The book went through about three versions. My editor asked for more explanation and less irony, acted as a bridge so that I felt happy I was not disrespecting the Spanish while I learnt to help an English speaking reader, who might not be too familiar with the situation of Spain at the time. Some changes were structural. Big example? The first chapter to set up what was happening. And there was a certain de-Spanifying. That some Spanish swear words translate badly for English sensibilities was easy enough, but certain expressions sounded falsely exotic and/or slowed the book down.
In my second book, set in Washington DC, this process continued but I had learnt a lot more before writing and was not dealing with a foreign language – or at least only the ‘divided by a common language’ business. Indeed, not knowing Washington nearly as well as Cadiz and dealing with a much larger city much changed since 1945 was something of a relief – and very exciting to research.
AC: I applaud you when you say : “for reasons I can’t quite explain it is of great importance to me to get the history accurate” ! I share your point of view. I believe history is history, I don’t allow myself to change it. And I don’t find this golden rule oppressive when I write fiction, on the contrary, I feel free to write.

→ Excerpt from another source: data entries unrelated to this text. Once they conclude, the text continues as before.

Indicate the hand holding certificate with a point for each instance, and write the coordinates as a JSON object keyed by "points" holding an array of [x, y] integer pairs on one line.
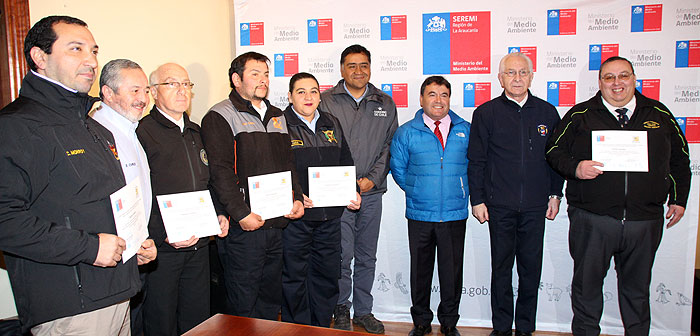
{"points": [[620, 150], [188, 214], [332, 186], [130, 217], [271, 195]]}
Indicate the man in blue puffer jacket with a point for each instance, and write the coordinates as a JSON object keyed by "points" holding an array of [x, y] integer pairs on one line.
{"points": [[429, 162]]}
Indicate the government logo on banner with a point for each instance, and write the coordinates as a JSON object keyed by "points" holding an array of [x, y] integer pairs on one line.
{"points": [[598, 53], [561, 22], [398, 92], [688, 54], [649, 87], [646, 18], [457, 43], [690, 127], [252, 33], [476, 94], [561, 93], [530, 52], [320, 30], [286, 65], [393, 27]]}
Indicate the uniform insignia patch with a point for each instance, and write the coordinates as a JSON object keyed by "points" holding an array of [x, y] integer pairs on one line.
{"points": [[329, 136], [651, 124]]}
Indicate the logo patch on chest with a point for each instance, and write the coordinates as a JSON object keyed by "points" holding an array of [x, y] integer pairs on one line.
{"points": [[330, 136], [379, 112]]}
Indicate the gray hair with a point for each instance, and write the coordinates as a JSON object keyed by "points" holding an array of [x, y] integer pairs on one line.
{"points": [[110, 74], [502, 65]]}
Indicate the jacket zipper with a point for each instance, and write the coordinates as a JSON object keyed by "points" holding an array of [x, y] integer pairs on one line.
{"points": [[75, 272]]}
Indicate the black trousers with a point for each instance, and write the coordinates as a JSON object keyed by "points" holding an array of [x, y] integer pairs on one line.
{"points": [[252, 262], [311, 271], [178, 292], [515, 236], [423, 239], [593, 240]]}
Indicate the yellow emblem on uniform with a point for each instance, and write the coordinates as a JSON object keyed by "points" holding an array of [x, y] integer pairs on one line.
{"points": [[329, 136], [651, 124]]}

I am also very interested in what you say about two languages, Spanish and English. I love comparing French and English, listening to their “music”… I believe that if a novel is written “between” two languages, it creates something unusual … At the moment I am writing a novel where the hero is both French and American. He lives with those two cultures, he speaks both languages and I’m enjoying making him play sometimes with English, sometimes with French words.

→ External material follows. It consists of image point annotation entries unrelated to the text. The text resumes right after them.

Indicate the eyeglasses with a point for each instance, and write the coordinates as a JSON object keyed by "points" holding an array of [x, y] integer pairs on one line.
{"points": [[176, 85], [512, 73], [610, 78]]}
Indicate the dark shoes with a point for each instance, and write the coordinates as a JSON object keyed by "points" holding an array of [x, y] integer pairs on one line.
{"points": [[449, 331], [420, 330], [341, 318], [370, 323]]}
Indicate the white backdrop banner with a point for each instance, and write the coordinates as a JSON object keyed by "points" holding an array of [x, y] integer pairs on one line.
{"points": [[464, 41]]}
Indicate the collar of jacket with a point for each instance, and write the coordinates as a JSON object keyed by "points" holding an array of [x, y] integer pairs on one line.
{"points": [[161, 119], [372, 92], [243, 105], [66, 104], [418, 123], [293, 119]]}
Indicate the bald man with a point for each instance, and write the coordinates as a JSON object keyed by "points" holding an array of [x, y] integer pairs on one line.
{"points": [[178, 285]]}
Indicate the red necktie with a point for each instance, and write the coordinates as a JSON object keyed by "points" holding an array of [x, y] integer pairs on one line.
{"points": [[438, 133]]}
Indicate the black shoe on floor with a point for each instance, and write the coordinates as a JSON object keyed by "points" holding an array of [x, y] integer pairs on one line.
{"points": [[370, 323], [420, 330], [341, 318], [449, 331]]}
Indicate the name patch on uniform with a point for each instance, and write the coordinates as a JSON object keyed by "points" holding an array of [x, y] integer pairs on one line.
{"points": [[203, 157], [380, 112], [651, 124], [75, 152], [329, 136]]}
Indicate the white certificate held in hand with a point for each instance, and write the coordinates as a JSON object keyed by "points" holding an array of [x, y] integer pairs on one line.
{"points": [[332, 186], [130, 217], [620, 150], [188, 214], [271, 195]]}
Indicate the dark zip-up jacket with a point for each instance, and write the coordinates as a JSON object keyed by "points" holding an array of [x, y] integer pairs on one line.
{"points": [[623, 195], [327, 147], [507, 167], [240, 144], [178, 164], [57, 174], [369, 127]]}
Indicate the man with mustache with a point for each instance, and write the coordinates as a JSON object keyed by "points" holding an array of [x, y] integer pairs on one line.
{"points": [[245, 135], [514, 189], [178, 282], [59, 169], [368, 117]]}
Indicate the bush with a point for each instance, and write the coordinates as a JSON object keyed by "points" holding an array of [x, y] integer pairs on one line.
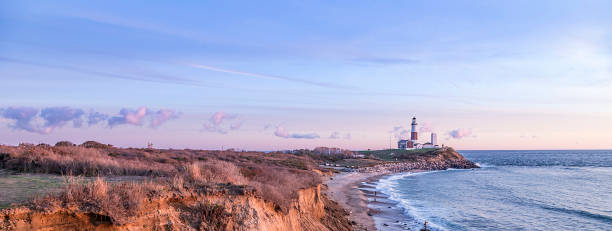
{"points": [[64, 143]]}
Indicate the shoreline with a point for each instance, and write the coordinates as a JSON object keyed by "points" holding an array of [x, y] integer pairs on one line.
{"points": [[368, 207], [344, 188]]}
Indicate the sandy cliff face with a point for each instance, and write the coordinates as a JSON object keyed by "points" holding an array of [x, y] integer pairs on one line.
{"points": [[193, 212]]}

I really admire those writers – McEwan (Atonement), Hilary Mantel (Wolf Hall), Michel Faber (The Crimson Petal and The White) – for their corporeal depictions of the past. I’m too lazy a writer to invest emotionally, in a time and place that I have no direct experience of or at least some visceral connection with. The geographical settings of my stories are as important as the psychological make up of my characters. Brass was as much a love letter to Liverpool as it was a coming of age novel, and Once Upon A Time in England could only have been set in the Seventies and Eighties in a small northern satellite town like Warrington. Shift forward ten years or west ten miles and you have an entirely different story with an entirely different outcome. In setting Brass in Liverpool, and in South Liverpool in particular, my editor at the time warned that I was potentially alienating readers, not least because the everydayspeak of my characters was too specific to the area. He was eager to dilute the ‘Scouseness’ of the novel but I resisted. There was no middle ground in which we could meet either. It would have been impossible to write a novel set in the city – written in interior monologue too – and not use local dialect. This is where writers and editors come to blows often enough. A writer is concerned about matters of authenticity, getting the argot and rhythm of the language pitch perfect, whereas an editor is forced to think more cynically on a more commercial and critical level.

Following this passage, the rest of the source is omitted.